I always have a good time here. I take the fun with me, doncha know?
Speaking of good times, The Last Homely House?
Didn’t want to talk about House until it got closer but…yes, in the works, a lot of work to do, my own dumb fault. Story of my life, actually. :-\
Ok. We won’t talk about House. I never said anything. ;)
You and I were doing similar things. I started working on my blog rehab around Sunday afternoon, late, with the mistaken idea I’d have everything ready to upload for Monday.
Dead wrong.
I was using a dummy blog using “New Blogger” to rebuild my blog the way I wanted it to look, and thinking I could simply paste the template into my real blog when it was ready to go.
Naturally, this resulted in chaos. Readable chaos, thankfully, but chaos nonetheless.
Surprisingly, I didn’t have a freak-out moment involving dishes thrown against a wall, but I easily could have.

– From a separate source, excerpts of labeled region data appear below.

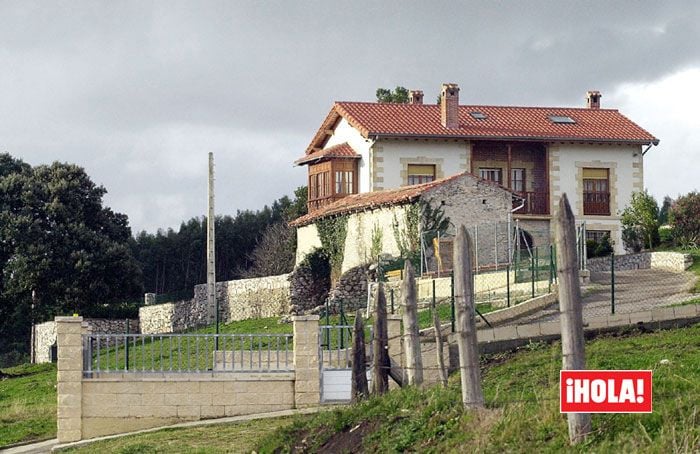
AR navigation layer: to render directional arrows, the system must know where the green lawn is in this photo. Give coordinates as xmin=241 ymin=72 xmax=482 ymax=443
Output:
xmin=0 ymin=364 xmax=56 ymax=446
xmin=257 ymin=325 xmax=700 ymax=453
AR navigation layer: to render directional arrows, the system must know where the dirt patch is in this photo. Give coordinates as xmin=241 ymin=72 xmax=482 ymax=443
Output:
xmin=318 ymin=421 xmax=379 ymax=454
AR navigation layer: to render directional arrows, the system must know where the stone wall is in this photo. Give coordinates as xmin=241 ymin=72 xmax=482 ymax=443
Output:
xmin=139 ymin=274 xmax=291 ymax=334
xmin=586 ymin=252 xmax=693 ymax=273
xmin=56 ymin=316 xmax=320 ymax=443
xmin=34 ymin=318 xmax=140 ymax=363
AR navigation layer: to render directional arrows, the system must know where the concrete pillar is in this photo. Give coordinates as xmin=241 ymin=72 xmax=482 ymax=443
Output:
xmin=292 ymin=315 xmax=321 ymax=408
xmin=56 ymin=317 xmax=83 ymax=443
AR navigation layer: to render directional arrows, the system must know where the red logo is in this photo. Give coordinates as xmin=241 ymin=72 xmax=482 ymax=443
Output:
xmin=559 ymin=370 xmax=652 ymax=413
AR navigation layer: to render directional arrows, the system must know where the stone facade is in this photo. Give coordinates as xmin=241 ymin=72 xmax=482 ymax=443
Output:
xmin=34 ymin=318 xmax=140 ymax=363
xmin=586 ymin=252 xmax=693 ymax=273
xmin=139 ymin=274 xmax=291 ymax=334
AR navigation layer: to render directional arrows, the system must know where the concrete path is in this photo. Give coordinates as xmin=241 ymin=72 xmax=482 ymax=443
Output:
xmin=0 ymin=406 xmax=326 ymax=454
xmin=511 ymin=269 xmax=700 ymax=324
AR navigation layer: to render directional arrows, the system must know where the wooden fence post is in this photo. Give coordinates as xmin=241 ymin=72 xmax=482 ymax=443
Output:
xmin=372 ymin=282 xmax=391 ymax=395
xmin=453 ymin=225 xmax=484 ymax=409
xmin=556 ymin=194 xmax=591 ymax=444
xmin=430 ymin=298 xmax=447 ymax=387
xmin=401 ymin=260 xmax=423 ymax=386
xmin=352 ymin=309 xmax=369 ymax=402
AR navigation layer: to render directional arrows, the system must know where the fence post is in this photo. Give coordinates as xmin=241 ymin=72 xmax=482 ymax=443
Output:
xmin=610 ymin=251 xmax=615 ymax=314
xmin=402 ymin=260 xmax=423 ymax=386
xmin=450 ymin=272 xmax=455 ymax=333
xmin=530 ymin=251 xmax=535 ymax=298
xmin=372 ymin=282 xmax=391 ymax=395
xmin=452 ymin=225 xmax=484 ymax=409
xmin=55 ymin=317 xmax=83 ymax=443
xmin=124 ymin=318 xmax=130 ymax=370
xmin=352 ymin=309 xmax=369 ymax=402
xmin=292 ymin=315 xmax=321 ymax=408
xmin=506 ymin=263 xmax=510 ymax=308
xmin=556 ymin=194 xmax=591 ymax=444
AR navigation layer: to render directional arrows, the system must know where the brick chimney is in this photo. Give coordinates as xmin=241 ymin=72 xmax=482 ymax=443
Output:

Only because of my experience in building stuff in New Blogger did I calm down and realize all was not lost. I could do this in real-time and most visitors would only see the finished product as I intended since I don’t exactly have dozens of people visiting every few minutes.
Thank God for all small miracles.
What a trip this is.
And the frustrating thing, always, is that you figure you’ve pretty well plotted things out…and then it’s all gang aft a-frigging-gley.
Congrats on maintaining rationality during the rebuild; it’s a hard thing to manage. I always tell myself that it’ll be years before I revise the blog again, has to be, because the stress is just overwhelming.